Sunday, January 10, 2010

"Chronic City," Jonathan Lethem (2009): A stoner's Manhattan, 20 minutes into the future

Unlike the sunny, drug-coated California of Thomas Pynchon's Inherent Vice, Jonathan Lethem's Chronic City is future New York at its most monochrome, a doper's downer of a scene where everything's all glittering with snow, there's very little heat, and the mysterious Tiger that prowls the subway has a love life but the characters aboveground really have none. Pynchon's characters, at least, have souls warmed by that California sun. Lethem's cast of ineffectual misfits in Chronic City have nothing but Ice at their core.

This is a parable of a novel -- not in the religious sense, although the mysteries of belief in something larger play a part -- but in its all-surface, little-substance plot there's a lot to consider. Like a 1960s rock song whose lyrics add up to intimations of something grand and important (let's not name names here) Chronic City winds a stoner's way to meaning ... something more, even if Lethem himself couldn't really figure out what, exactly, it all means. And, to resurrect the old phraseology, that's pretty heavy.

Only, it really isn't. The signifying names -- Chase Insteadman, Perkus Tooth, Oona Laszlo, the Hawkman, Laird Noteless -- are more interesting than the characters themselves, and the story (such as there is) wanders doper style through scenes and conspiratorial plots that are like hearing about a party afterward at which you weren't stoned, and only knew one person who was really a friend of somebody else. (At one point, Insteadman tells an overzealous movie producer about a script that never arrived, "I didn't get it." "I love it! You didn't get it. There's nothing to get, Chase!" the producer zings back, clueless. Many readers will feel the same way.)

"Yet for all I felt stranded and bankrupt that day as I slumped back in my empty turret, a Rapunzel unbeckoned from below, not even sick and raving feverish anymore, just as natty clean and straight of posture and pointlessly deferential as I'd been before I met Perkus Tooth or Oona Laszlo, too noble to pursue strange redheads in elevators, not noble enough to live out my scripted role as Janice Trumbull's betrothed, rather somewhat hopelessly between, I was, in fact, about to be rescued. As if they'd been testing me, Perkus and Oona gathered me back into the strange consolations of their company just before I petulantly flunked out of it."
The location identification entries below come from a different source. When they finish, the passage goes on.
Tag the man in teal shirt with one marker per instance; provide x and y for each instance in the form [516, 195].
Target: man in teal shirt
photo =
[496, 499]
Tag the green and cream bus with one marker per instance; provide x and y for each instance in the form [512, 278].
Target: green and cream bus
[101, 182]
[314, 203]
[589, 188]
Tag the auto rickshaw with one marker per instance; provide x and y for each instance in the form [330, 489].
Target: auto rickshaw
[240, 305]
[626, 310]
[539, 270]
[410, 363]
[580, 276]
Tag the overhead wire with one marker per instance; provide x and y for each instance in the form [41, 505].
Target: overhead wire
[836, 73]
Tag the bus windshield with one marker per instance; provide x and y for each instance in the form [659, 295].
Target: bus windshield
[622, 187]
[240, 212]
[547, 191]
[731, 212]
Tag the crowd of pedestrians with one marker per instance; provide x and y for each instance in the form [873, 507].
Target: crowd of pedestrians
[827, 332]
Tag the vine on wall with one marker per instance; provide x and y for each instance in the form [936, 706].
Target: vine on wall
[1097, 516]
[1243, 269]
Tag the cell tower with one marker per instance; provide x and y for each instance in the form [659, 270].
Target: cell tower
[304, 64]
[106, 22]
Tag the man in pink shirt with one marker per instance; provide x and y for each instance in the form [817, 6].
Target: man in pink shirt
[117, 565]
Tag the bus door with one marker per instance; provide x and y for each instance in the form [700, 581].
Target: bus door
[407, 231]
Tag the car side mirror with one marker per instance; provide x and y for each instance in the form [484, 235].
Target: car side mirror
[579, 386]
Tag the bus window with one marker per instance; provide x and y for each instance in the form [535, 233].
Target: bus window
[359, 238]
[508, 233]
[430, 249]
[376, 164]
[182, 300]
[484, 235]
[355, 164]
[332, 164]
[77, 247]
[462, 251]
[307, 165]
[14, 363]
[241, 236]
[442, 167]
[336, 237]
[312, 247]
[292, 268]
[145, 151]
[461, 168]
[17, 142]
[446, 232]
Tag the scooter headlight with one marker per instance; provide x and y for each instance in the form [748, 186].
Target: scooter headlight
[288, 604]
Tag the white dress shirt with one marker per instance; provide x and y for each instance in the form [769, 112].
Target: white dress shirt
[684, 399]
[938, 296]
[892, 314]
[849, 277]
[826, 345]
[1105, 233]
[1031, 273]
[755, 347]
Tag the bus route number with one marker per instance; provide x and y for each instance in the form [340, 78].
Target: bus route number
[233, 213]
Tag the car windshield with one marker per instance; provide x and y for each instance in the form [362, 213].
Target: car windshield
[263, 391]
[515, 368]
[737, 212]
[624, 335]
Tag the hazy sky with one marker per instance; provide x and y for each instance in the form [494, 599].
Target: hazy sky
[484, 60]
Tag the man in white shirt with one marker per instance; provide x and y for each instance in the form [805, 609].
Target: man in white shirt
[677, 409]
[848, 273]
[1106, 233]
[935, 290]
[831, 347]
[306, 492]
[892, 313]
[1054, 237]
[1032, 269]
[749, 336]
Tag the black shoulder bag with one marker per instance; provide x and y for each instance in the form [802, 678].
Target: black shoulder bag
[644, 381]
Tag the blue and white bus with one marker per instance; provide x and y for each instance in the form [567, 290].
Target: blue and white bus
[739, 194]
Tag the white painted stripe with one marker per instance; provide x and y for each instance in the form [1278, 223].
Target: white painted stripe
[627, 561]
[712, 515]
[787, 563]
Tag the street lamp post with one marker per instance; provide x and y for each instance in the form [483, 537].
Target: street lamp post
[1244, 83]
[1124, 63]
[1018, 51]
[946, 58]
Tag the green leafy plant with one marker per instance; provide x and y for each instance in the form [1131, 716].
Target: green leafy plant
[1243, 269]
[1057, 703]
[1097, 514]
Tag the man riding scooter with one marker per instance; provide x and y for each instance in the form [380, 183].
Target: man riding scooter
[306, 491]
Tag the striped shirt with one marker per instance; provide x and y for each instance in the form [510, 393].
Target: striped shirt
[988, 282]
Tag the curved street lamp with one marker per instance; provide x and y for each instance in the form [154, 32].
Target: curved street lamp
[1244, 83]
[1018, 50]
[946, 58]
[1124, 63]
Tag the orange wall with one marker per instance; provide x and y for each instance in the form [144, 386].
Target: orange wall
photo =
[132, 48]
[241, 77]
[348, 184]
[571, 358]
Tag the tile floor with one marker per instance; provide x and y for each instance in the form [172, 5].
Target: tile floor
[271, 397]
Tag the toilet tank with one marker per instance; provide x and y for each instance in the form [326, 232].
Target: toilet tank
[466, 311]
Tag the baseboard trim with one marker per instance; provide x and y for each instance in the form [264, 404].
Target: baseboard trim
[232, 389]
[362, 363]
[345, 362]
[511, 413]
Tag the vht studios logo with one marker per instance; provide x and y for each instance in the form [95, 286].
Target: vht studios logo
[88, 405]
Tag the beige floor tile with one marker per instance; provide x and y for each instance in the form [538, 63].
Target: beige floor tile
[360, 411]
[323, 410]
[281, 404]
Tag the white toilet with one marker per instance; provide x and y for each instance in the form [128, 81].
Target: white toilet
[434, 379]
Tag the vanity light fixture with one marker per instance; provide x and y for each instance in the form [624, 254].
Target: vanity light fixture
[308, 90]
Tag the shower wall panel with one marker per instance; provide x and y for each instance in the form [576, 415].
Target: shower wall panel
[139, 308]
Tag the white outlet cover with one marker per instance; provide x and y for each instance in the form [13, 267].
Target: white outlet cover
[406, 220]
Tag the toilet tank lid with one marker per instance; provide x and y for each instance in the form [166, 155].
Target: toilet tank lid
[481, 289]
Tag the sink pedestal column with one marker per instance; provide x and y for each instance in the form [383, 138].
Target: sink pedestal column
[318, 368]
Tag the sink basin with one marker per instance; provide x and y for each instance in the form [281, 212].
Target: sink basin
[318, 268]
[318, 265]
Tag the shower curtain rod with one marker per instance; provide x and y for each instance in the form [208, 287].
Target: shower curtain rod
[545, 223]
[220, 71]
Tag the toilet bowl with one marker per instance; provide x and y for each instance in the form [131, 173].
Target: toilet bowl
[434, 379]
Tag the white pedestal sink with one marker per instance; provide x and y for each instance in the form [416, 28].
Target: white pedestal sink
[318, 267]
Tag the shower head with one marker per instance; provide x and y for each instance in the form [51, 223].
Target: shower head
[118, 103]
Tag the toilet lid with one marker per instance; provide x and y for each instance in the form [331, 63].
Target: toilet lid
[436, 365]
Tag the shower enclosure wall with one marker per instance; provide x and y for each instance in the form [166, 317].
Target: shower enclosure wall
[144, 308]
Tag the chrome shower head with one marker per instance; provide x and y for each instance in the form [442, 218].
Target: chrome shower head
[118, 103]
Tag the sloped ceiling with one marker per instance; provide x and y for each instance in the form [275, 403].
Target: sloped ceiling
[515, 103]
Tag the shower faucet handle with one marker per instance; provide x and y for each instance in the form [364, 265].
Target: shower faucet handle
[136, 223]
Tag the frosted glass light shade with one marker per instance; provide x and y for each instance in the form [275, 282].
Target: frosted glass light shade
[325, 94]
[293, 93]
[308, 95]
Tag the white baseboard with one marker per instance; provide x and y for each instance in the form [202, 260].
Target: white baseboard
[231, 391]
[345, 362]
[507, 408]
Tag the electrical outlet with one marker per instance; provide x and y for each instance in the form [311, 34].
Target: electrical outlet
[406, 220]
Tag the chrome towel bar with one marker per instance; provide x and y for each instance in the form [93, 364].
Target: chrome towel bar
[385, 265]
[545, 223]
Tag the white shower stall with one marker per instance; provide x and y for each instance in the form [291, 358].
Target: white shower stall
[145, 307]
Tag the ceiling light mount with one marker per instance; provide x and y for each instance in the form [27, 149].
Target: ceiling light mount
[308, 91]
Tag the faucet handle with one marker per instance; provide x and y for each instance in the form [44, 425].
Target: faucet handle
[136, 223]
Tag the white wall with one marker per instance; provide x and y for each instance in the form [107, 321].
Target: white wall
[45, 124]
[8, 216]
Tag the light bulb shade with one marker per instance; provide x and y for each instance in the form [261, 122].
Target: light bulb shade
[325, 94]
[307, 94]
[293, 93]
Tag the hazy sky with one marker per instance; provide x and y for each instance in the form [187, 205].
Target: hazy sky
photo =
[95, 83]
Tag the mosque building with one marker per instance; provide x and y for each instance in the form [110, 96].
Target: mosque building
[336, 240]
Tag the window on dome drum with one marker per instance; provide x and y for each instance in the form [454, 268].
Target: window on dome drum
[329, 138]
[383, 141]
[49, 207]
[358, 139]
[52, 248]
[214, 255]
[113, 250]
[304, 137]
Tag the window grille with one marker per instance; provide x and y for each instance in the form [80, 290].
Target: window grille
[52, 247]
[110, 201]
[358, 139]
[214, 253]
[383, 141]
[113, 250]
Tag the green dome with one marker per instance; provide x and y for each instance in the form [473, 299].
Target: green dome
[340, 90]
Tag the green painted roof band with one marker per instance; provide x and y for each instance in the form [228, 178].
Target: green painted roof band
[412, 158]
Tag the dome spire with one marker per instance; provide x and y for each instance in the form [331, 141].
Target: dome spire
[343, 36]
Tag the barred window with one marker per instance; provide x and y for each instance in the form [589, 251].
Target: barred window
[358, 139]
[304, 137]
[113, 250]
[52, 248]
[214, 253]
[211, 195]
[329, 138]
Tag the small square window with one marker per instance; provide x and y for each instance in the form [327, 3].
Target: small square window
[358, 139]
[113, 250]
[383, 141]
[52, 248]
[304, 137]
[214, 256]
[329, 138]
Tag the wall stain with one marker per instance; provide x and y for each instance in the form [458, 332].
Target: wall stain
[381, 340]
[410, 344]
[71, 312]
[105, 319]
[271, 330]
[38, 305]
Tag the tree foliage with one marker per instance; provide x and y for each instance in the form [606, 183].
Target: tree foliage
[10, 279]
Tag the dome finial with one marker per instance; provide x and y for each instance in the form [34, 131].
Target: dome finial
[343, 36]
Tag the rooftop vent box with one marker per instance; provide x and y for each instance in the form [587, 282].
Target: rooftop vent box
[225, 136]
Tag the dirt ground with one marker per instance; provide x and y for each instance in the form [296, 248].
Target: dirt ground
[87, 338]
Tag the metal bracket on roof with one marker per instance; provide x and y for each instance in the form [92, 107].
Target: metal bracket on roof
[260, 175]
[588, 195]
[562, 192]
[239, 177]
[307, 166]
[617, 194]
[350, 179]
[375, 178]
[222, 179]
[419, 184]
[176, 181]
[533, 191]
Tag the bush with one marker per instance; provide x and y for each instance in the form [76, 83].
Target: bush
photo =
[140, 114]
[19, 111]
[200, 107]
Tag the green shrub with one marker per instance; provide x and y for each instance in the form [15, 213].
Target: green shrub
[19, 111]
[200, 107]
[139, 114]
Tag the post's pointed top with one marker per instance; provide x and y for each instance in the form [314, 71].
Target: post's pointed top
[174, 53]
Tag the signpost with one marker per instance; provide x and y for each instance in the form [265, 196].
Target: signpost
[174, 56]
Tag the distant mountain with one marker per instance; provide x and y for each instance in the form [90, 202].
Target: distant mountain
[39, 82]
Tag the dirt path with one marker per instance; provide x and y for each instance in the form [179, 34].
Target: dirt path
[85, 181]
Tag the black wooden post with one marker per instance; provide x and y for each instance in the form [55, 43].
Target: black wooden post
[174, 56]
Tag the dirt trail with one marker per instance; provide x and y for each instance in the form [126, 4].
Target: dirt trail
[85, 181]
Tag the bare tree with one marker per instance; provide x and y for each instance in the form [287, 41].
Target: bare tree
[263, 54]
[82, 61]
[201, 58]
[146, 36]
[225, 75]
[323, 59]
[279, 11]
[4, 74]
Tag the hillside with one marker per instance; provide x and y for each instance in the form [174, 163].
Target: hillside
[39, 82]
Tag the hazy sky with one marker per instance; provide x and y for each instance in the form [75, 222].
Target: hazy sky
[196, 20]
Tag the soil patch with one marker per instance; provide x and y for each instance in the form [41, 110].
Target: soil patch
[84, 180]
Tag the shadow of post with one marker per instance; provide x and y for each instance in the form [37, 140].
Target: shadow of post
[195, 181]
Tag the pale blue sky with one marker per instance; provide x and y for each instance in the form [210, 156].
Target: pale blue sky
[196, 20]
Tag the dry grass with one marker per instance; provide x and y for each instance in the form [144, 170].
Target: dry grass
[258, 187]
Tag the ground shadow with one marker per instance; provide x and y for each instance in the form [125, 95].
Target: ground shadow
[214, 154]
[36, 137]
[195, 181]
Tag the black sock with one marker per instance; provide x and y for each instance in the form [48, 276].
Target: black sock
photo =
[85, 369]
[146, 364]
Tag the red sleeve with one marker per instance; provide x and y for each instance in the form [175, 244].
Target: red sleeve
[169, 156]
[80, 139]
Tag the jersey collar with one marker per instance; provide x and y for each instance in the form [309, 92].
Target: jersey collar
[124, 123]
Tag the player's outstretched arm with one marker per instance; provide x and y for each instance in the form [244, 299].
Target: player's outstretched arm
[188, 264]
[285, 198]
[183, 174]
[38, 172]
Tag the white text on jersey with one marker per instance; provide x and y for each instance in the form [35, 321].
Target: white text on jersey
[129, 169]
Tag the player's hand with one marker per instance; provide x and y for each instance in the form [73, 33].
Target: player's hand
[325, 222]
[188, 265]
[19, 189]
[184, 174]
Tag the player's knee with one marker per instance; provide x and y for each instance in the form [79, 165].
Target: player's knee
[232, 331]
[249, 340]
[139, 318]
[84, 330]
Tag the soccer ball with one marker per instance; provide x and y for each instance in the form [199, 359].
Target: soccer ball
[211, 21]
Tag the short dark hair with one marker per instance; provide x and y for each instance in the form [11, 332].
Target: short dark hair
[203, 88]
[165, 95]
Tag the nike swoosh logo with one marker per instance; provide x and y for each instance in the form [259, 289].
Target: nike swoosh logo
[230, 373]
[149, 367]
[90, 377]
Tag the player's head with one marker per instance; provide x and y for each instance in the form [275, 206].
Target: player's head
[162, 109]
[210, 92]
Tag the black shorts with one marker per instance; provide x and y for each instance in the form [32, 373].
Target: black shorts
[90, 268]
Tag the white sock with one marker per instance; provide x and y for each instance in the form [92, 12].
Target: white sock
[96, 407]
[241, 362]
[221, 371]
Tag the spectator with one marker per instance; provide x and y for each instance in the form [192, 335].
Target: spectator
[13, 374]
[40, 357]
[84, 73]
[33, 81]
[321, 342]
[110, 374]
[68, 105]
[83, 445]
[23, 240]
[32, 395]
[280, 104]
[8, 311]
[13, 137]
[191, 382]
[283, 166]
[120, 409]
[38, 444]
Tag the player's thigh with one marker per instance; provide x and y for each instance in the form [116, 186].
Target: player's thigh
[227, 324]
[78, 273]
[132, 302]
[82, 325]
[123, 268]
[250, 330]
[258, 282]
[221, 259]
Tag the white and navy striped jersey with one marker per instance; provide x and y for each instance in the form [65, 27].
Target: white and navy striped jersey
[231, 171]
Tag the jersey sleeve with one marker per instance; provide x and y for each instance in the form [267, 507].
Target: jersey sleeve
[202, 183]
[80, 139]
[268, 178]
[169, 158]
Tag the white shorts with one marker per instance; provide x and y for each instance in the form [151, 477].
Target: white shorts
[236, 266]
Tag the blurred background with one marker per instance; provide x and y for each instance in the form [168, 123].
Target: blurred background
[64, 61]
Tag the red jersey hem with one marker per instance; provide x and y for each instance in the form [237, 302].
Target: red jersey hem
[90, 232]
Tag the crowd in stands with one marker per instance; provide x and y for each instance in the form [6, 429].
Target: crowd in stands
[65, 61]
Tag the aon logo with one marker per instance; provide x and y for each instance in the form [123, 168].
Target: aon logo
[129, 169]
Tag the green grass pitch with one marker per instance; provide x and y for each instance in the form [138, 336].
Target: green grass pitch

The repeated references to music and movies and art that are meant to bind this group of people together, however loosely, are the in-jokes you missed at the party: Marlon Brando in a Muppet movie ... the Stones' lips-and-tongue logo on a woolen hat ... The Twilight Zone platinum collection four-disc set ... Dead Men Don't Wear Plaid. Is this the future or merely twenty minutes ahead?

Apparently no one reads (even Insteadman his own fiancee's letters), but they share a common knowledge of media-by-pixel. Perkus, the one-time rock critic and poster-artist, has developed a mistrust of the printed word altogether and scans the typeface of the New York Times for its hidden meanings.

As self-absorbed and insular as these characters are, twitching in their orbits like Perkus' wayward eye itself, they become increasingly more difficult to care about in the book. The only real element of human kindness and love comes in the letters of Chase Insteadman's astronaut fiancee, caught in her own drama circling high above the earth, and blissfully unaware of the human chaos below.

"We're soaring atoms, Chase, that's what orbit consists of, the inhuman hastening of infinitesimal speck-like bodies through an awesome indifferent void ... Inside Northern Lights we've managed to kid ourselves that we exist, that we're curvaceous or lumpy or angular, bristling with hair and snot, taking up a certain amount of room, and that space and time have generously accorded a margin in which we're invited to operate ..."

That inhuman hastening counts for pretty heavy stuff in Chronic City. And intentioned or not, Lethem's parable may well be telling us all simply to look ... up ... once in a while from our own, pixilated universes, unless we should miss the real meaning of it all. The book ends, paradoxically, with both a bang and a whimper, as if Lethem himself isn't really sure what it all signifies. But it's a trip, man, if you're up for it.

Is it science fiction or satire or Pynchon or Barth or .... Kesey-like dope fantasy or ... Apparently the reader is on his own here, the layers of plot like lines in a rock song hoping the reader can make it all make sense, in his own stoner way. After finishing Chronic City, with all of its tricks (the chocolate smells, Ava the three-legged dog, the novel's own insubstantial pixilation), though, the one thing I really craved was a Jackson Hole burger.